Robert Greenstein, president of the Center on Budget and Policy Priorities, called the GOP tax credit idea “flawed” in a prepared statement. Besides the flat credit and the sketchy proposal to base it on pre-ACA costs, the proposal wouldn’t provide any subsidy or premium price controls beyond high-risk pools for people with pre-existing health conditions, or replace subsidies for people below 250% of FPL, Greenstein said. “All of that almost certainly would leave many fewer people with coverage—and among those with coverage,” more people would have skimpy plans or be underinsured, he said.
However, the existing system for tax credits under the ACA can be problematic too, especially for people in the lower end of the income bracket, as Antos explains. To calculate their tax credits under existing IRS regulations, individuals have to estimate their income for the upcoming year, and then pay back any excess credit they received the following year if they underestimated their earnings. “There is ample opportunity for screw-up,” Antos says.
“What we now have is a complicated system where people are frankly unsure about their incomes oftentimes,” he says. “They have to ask themselves questions like, ‘Am I still going to have a 35-hour-a-week job?

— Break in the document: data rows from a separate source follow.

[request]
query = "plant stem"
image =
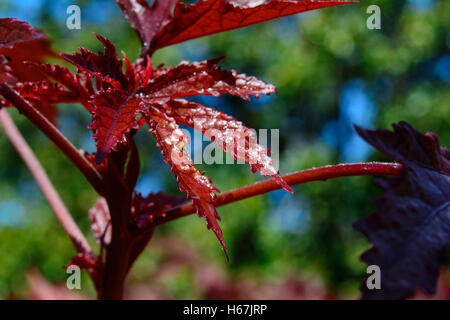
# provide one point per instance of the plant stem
(86, 168)
(299, 177)
(44, 183)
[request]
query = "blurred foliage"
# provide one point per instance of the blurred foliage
(330, 71)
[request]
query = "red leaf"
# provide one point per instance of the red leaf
(42, 93)
(5, 71)
(25, 44)
(411, 229)
(158, 27)
(228, 133)
(113, 117)
(13, 30)
(79, 85)
(106, 64)
(147, 19)
(198, 187)
(204, 78)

How long is it going to last?’ Those are the types of questions that low-income people face all the time. So they have difficulty coming up with a good number, and then the threat of having to pay money back—this is precisely the part of the population that just doesn’t have money laying around.”

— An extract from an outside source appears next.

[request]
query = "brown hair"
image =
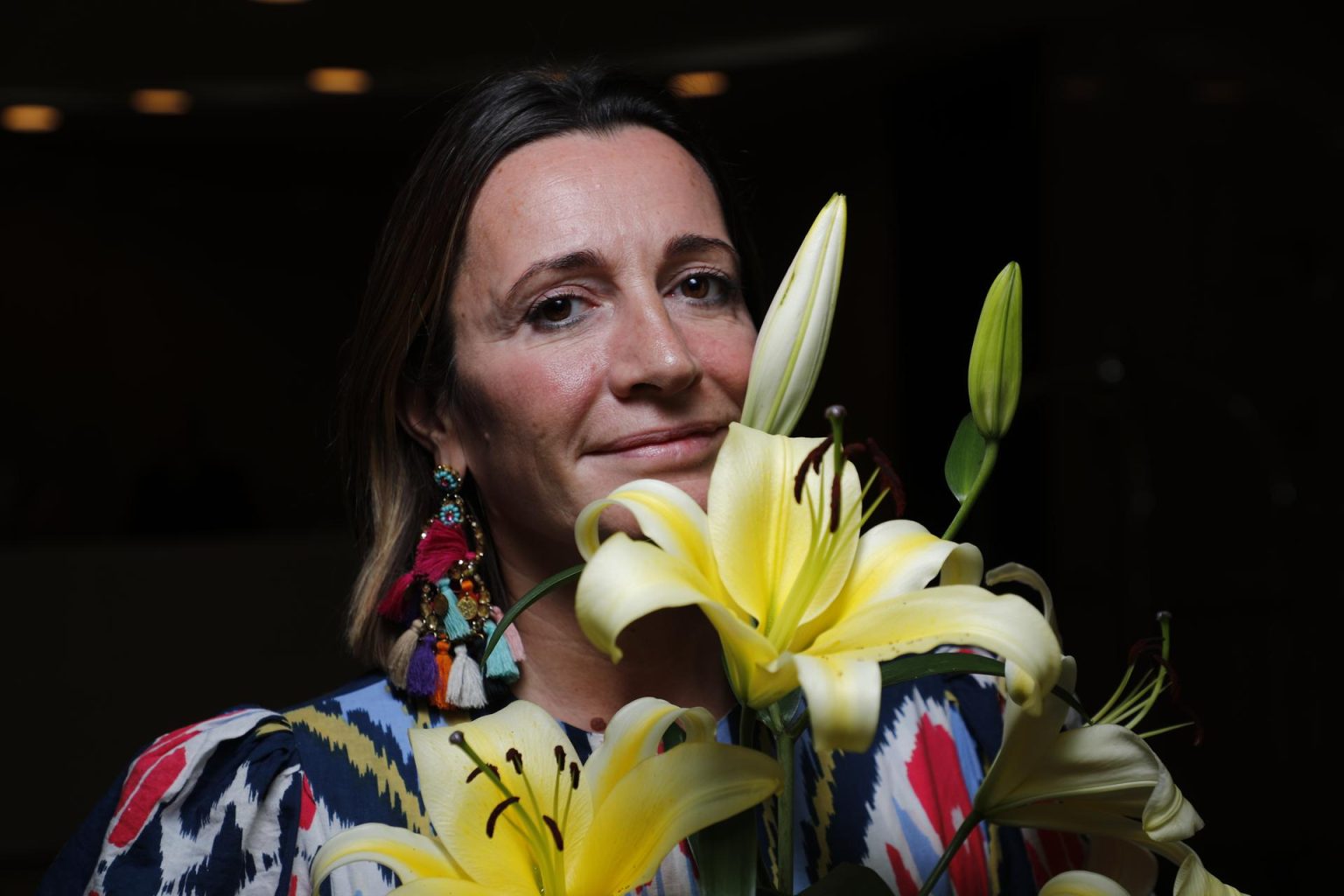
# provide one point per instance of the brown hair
(403, 339)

Antos points out another problem. Because the ACA ties tax credits to premiums as well as income, it creates what he calls “a perverse” incentive for the health care industry that Ryan’s plan removes. “There’s a logical argument here that if you tie the subsidies to the cost of insurance, you’re sending a very strong economic signal to the health sector that their best strategy is to raise their prices,” he says.

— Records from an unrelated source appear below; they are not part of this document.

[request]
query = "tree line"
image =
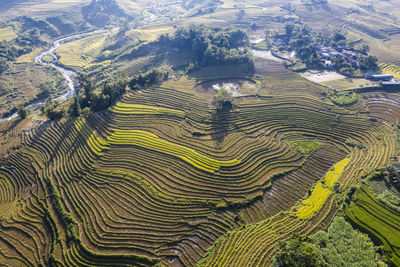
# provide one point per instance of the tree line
(211, 45)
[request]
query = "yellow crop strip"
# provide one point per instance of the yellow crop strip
(124, 108)
(96, 143)
(7, 34)
(332, 175)
(151, 141)
(321, 193)
(390, 69)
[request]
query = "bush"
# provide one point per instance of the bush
(22, 112)
(340, 245)
(223, 99)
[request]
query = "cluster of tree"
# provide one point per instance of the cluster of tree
(89, 99)
(211, 45)
(23, 44)
(340, 245)
(223, 99)
(304, 42)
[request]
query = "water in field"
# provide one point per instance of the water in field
(228, 86)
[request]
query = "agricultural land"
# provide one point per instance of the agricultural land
(199, 133)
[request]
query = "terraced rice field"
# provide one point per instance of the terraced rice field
(163, 177)
(390, 69)
(81, 53)
(377, 220)
(7, 34)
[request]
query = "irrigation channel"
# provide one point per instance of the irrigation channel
(68, 75)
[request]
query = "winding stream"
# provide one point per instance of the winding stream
(68, 75)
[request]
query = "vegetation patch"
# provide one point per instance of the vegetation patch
(321, 191)
(390, 69)
(151, 141)
(305, 147)
(7, 34)
(343, 98)
(378, 220)
(339, 245)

Come next year, Ryan and his Republican colleagues in the House and Senate may find they can’t do much politically no matter who is in the White House.
And he doesn’t expect Republicans to implement health care policies that put health insurance beyond the reach of low-income people who already get subsidies. “You just can’t do that politically,” Antos says.
Come next year, Ryan and his Republican colleagues in the House and Senate may find they can’t do much politically no matter who is in the White House. “The hard part for Republicans is going to be the millions of people who did not have coverage before who now have coverage. How are you going to explain it to them?” former senior Republican Senate policy staffer Bill Hoagland, now with the Bipartisan Policy Center, told Politico. “I think that’s going to be a difficult row to hoe.”
But at least Ryan and the House Republican leadership have laid out that row, as sketchy as it may be.